Poiché ero in cerca della mia identità - io credo che identità poetica e identità reale debbano procedere di pari passo e versarsi in un unicum che è vita e forma - entravo in quelle letture, come in intimi luoghi dove mi raccoglievo quasi fosse un convento. E mi riconoscevo. Sì, perché lì, in quei recinti, incontravo il linguaggio a me affine: quello che scaturiva dalle mie stesse esperienze, formava le mie stesse similitudini, s'intesseva di pensieri non troppo lineari, bensì permeati di commozione. Era il linguaggio della mia peculiarità femminile.

Grazia Livi
Narrare è un destino
La Tartaruga edizioni 2002

martedì 15 gennaio 2013

Leggere è sporcare i libri di salsa di pomodoro


Che cosa faceva in quel periodo? 
«Prima di essere una scrittrice io sono una lettrice, lo sono sempre stata».
Fin da piccola divoravo London, Faulkner e molta fantascienza. Anche oggi i miei libri sono sporchi di salsa di pomodoro perché non riesco a staccarmi da una lettura nemmeno quando cucino». 

Il suo racconto più famoso cita le montagne. Ma a lei piace anche l'oceano... 
«Tutto è cominciato quando i miei genitori affittarono una casa quasi diroccata sulla costa del Maine per 25 dollari la settimana. Si trattava di una casupola arrampicata su una piccola scogliera a picco sull'oceano.
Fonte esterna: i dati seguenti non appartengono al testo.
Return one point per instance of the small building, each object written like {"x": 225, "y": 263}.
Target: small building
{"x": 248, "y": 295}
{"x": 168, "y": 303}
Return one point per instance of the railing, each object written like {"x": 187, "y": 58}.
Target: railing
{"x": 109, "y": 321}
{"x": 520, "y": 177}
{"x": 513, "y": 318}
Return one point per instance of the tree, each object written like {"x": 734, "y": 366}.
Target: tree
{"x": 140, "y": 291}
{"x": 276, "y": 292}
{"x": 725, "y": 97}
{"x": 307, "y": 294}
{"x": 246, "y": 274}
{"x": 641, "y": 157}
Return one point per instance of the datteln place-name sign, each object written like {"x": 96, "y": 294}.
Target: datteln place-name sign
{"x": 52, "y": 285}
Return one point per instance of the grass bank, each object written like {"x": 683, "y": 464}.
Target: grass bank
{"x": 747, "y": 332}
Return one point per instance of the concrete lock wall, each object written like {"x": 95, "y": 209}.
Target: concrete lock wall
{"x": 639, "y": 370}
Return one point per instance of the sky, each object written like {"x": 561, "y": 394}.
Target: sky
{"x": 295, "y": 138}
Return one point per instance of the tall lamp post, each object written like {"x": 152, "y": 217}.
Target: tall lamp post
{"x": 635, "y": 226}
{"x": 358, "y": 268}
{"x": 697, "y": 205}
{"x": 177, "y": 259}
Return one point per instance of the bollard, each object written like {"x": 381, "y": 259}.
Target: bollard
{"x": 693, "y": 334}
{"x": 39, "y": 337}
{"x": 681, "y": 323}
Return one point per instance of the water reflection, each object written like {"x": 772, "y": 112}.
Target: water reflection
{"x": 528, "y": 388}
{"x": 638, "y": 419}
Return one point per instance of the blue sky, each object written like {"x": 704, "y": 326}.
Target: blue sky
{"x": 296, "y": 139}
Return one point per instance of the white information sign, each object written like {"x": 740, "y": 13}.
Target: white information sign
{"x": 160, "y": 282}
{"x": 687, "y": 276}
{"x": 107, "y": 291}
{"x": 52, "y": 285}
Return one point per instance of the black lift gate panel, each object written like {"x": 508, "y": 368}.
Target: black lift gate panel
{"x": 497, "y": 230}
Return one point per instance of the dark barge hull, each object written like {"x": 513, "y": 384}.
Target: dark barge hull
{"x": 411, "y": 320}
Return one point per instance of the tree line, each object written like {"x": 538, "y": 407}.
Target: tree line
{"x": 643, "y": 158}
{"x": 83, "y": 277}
Ricordo il sentiero che ci portava nelle piscine naturali formate dalla marea. È stata una settimana di esplorazione, ricerca di conchiglie, studio delle alghe marine e delle piccole creature che vivevano in quelle pozze d'acqua. E poi la scoperta di monete perse nella sabbia e i ricci di mare».

Perché ricorda in particolare quell'esperienza? 
«Era un mondo senza tempo. A noi bambine quella casa sembrava un luogo perfetto in cui vivere, ma mia madre si lamentava per la cucina primitiva, un vecchio forno a cherosene con due fuochi. Non ci siamo mai più tornati; molti anni dopo, senza rendermene conto, ho comprato una casa in Newfoundland che assomigliava molto alla casa del Maine».

Cosa le manca di più, oggi? 
«L'oceano, appunto. Ho passato gli ultimi trent'anni della vita tra pianure e montagne. Mi manca il nord Atlantico, salato e ansimante, come manca a chiunque sia vissuto da quelle parti.
E ho visto molti mari: dall'oceano Indiano al mare della Tasmania, ma quello che parla al mio cuore è l'oceano Atlantico. Lì mi sentivo davvero in vacanza».